CHAPTER XII
MR. ALSOP’s DIGNITY

“I’m awfully sorry!” began Mulcahy, vehemently, as soon as the door had closed behind the departing form of Mr. Alsop. “I’m awfully sorry, but I couldn’t help it. There wasn’t any other way out.”

“I suppose not,” answered Archer, with sullen sarcasm.

Mulcahy came round the table and put his hand on Archer’s shoulder. Sam threw it off and edged away.

“Just try to think of it from my side,” urged Mulcahy. “Here I was, caught in the act. If Alsop had wanted to make a row about it, I might have lost my scholarship. They’d all have been down on me, anyway, and it would have been terribly hard to get them over to my side again; while as for you—” He hesitated at this point, not sure how to put his idea into unobjectionable form.

“While as for me,” flamed Archer, “all I get is to have Alsop tell all the rest that I’m a liar and going to the bad as fast as I can.

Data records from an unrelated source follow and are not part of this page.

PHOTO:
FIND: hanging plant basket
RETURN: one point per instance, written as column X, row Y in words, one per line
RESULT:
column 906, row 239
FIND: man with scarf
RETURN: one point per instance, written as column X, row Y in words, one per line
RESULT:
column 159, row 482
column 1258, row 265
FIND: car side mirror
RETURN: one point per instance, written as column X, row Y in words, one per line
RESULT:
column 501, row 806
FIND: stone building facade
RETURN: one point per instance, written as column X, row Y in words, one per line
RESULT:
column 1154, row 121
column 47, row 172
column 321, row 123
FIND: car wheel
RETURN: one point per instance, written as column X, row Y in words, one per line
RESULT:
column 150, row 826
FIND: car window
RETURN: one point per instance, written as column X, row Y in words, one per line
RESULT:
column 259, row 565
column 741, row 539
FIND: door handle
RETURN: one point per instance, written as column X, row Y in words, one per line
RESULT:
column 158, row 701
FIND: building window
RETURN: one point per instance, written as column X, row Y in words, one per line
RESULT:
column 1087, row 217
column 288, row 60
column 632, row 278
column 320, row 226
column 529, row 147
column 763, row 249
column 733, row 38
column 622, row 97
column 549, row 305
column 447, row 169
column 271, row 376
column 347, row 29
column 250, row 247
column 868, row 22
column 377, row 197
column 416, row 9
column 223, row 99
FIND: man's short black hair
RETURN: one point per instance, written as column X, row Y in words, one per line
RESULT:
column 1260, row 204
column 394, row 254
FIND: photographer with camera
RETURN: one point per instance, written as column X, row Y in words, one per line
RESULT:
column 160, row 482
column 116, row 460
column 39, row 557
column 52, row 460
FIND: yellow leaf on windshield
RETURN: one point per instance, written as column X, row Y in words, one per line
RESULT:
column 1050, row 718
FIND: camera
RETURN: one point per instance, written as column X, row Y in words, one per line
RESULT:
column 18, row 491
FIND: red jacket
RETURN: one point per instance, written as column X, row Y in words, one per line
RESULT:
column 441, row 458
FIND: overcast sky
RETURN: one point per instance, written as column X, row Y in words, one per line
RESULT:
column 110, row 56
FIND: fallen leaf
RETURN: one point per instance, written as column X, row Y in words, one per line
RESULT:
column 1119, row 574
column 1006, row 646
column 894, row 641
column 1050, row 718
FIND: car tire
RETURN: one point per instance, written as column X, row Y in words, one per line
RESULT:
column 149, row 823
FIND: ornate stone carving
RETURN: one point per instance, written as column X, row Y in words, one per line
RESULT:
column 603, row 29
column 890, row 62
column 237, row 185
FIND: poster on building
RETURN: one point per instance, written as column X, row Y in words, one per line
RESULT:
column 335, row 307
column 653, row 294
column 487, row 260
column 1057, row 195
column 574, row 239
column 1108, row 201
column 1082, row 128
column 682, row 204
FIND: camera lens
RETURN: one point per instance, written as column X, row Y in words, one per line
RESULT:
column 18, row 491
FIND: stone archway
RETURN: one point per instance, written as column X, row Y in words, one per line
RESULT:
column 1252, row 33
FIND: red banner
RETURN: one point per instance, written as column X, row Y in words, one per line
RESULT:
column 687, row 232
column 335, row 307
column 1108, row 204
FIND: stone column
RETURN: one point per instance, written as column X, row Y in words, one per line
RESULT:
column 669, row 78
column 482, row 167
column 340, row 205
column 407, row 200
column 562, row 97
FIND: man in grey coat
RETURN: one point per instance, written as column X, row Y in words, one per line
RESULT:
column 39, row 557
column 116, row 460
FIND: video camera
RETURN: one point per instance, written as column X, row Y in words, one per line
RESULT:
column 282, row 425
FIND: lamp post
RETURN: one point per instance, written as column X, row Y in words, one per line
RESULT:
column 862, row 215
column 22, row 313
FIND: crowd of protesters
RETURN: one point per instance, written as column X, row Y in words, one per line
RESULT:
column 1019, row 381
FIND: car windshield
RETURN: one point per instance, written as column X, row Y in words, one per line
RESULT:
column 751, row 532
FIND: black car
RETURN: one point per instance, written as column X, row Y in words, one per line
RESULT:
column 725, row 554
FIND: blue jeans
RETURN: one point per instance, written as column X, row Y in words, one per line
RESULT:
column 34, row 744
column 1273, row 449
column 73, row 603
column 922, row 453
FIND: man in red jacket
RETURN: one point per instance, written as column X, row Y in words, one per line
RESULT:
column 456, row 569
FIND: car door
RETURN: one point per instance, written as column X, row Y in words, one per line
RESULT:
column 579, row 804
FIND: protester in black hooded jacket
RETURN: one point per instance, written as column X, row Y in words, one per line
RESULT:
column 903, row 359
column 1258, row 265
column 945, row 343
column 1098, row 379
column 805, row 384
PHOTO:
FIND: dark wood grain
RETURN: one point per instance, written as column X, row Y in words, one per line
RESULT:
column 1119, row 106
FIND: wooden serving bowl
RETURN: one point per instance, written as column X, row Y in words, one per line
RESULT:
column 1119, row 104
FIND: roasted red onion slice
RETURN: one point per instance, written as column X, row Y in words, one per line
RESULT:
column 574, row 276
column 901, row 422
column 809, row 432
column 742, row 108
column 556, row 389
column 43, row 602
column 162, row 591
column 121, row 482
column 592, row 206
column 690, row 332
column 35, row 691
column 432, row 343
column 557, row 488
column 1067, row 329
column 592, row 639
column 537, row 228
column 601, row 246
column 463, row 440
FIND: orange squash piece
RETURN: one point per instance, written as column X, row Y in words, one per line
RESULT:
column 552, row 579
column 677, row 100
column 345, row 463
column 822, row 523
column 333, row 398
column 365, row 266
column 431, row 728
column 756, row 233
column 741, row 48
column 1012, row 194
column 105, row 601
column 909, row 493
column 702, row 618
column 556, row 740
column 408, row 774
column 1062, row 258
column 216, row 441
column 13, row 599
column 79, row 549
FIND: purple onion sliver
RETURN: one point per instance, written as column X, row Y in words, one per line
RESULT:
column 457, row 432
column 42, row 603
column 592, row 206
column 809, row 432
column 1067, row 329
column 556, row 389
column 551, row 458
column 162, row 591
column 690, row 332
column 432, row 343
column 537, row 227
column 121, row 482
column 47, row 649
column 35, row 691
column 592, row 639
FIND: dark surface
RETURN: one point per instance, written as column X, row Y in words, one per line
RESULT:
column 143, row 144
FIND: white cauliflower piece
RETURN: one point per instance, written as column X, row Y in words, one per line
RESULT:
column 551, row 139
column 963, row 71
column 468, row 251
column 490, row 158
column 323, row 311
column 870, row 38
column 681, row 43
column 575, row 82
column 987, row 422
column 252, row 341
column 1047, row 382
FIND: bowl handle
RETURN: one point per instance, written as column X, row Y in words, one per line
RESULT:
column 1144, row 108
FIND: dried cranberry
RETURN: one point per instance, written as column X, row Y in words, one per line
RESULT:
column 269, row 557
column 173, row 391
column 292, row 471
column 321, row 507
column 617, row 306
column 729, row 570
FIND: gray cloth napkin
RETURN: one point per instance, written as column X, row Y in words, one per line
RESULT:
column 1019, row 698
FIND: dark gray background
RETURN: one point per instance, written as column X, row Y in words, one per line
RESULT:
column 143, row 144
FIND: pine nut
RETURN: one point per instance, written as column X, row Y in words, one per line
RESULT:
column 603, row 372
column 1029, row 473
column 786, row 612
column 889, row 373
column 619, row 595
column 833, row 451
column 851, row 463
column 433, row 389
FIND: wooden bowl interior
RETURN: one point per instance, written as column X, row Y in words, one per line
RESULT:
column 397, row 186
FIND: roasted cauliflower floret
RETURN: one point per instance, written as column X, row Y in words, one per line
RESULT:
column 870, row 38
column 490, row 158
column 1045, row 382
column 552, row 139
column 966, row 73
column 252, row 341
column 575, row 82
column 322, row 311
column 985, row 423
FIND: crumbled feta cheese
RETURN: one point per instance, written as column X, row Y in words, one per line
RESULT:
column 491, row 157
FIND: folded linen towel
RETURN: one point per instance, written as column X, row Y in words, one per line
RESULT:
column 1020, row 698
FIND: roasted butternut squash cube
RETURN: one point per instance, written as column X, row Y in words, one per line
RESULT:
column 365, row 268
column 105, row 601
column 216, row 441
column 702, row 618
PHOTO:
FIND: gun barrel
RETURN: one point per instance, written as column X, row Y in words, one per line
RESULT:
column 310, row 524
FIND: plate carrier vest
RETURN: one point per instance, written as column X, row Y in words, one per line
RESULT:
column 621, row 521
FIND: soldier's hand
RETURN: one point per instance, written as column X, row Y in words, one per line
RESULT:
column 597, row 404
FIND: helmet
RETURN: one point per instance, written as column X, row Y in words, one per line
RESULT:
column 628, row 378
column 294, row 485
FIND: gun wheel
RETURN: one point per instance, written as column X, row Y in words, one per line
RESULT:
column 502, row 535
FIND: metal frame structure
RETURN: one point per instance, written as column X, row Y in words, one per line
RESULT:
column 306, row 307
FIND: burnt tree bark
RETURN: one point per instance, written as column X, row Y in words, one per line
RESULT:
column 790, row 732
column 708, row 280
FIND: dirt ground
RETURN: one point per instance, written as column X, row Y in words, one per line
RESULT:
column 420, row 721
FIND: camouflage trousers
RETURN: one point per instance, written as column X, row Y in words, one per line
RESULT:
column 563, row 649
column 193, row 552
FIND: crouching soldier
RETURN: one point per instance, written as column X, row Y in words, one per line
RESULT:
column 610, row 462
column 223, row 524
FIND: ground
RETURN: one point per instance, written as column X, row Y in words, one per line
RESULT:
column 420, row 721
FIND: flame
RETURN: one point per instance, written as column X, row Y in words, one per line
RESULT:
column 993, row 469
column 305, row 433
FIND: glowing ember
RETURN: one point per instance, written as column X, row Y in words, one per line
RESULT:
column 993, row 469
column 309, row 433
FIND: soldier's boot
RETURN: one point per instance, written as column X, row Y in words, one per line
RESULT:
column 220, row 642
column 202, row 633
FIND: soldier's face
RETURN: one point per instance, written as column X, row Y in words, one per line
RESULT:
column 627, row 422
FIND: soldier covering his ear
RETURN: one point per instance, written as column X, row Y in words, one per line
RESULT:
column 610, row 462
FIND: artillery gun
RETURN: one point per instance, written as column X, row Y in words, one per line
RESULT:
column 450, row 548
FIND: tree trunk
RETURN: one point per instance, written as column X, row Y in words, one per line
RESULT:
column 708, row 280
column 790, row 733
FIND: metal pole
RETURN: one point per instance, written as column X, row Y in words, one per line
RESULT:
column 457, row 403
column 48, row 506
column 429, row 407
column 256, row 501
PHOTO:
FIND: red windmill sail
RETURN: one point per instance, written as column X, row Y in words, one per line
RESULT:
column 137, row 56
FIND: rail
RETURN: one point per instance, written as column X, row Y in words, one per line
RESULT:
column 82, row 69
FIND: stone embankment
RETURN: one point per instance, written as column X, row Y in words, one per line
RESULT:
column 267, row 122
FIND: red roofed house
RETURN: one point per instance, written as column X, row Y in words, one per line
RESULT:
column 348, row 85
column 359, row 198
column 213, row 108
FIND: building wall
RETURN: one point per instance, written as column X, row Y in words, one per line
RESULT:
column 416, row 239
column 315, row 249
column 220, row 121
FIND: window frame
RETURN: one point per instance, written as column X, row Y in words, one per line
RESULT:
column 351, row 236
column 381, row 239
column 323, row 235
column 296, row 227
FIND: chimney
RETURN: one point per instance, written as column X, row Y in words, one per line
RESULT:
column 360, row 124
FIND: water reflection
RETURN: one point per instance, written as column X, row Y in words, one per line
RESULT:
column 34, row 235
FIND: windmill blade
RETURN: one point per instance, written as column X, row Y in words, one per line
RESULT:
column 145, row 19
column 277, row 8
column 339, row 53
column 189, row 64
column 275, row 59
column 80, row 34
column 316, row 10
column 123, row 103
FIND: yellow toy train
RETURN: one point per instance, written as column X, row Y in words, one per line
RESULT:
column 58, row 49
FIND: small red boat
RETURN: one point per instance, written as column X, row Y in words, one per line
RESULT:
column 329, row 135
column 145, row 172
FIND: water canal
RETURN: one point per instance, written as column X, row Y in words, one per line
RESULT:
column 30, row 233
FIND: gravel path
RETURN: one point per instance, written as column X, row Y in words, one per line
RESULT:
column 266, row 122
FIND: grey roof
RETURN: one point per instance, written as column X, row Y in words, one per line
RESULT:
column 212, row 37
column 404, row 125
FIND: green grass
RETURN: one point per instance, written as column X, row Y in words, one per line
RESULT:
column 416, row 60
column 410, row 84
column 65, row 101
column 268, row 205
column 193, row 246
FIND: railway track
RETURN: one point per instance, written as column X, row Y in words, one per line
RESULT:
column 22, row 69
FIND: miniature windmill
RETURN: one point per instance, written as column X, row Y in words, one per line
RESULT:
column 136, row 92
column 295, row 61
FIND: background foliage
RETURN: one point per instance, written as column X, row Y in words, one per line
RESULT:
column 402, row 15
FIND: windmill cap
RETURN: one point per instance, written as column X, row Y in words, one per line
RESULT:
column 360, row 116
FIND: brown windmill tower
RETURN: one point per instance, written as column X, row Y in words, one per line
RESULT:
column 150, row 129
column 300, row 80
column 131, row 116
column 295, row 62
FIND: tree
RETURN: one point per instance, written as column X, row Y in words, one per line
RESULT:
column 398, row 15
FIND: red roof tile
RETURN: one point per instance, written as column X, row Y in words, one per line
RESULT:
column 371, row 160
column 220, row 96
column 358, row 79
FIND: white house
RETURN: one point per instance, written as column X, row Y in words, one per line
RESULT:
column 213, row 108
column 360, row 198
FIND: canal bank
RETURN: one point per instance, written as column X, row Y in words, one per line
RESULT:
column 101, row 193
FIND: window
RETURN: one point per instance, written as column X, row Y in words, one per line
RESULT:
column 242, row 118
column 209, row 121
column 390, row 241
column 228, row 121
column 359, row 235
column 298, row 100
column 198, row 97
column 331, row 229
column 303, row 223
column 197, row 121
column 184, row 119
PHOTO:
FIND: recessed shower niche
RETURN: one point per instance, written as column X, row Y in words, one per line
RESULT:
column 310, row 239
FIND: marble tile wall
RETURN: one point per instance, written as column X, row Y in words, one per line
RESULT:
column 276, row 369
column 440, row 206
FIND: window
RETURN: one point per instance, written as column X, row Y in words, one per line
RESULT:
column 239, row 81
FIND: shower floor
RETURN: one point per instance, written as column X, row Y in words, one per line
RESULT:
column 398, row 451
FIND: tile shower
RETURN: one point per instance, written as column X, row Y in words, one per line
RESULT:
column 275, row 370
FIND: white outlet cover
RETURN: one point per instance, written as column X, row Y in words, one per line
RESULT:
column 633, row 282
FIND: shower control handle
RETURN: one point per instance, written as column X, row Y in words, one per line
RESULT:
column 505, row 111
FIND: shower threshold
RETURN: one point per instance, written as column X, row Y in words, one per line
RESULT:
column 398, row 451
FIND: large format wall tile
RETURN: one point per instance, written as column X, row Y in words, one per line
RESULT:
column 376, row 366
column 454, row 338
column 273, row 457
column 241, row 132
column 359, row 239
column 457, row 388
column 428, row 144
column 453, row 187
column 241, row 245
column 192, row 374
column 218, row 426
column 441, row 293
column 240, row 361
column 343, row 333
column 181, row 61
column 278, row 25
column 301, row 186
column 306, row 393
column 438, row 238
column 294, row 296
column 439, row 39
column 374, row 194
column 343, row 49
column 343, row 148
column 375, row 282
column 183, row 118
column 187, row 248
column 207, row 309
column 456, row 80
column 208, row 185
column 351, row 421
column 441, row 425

That’s nothing at all!”

“You’re crazy!” answered Mulcahy, smiling compassionately at his companion’s vehemence. “Nothing like that will happen. You’ve a right to smoke if you want to. Alsop understands that. I smoothed out all the difficulty about your telling him that you didn’t. You won’t hear from it again. Alsop won’t think any differently of you from what he always has.”

“No different, but more so,” interjected Sam, bitterly.

“While as for me, why, my whole life plans might be spoiled.”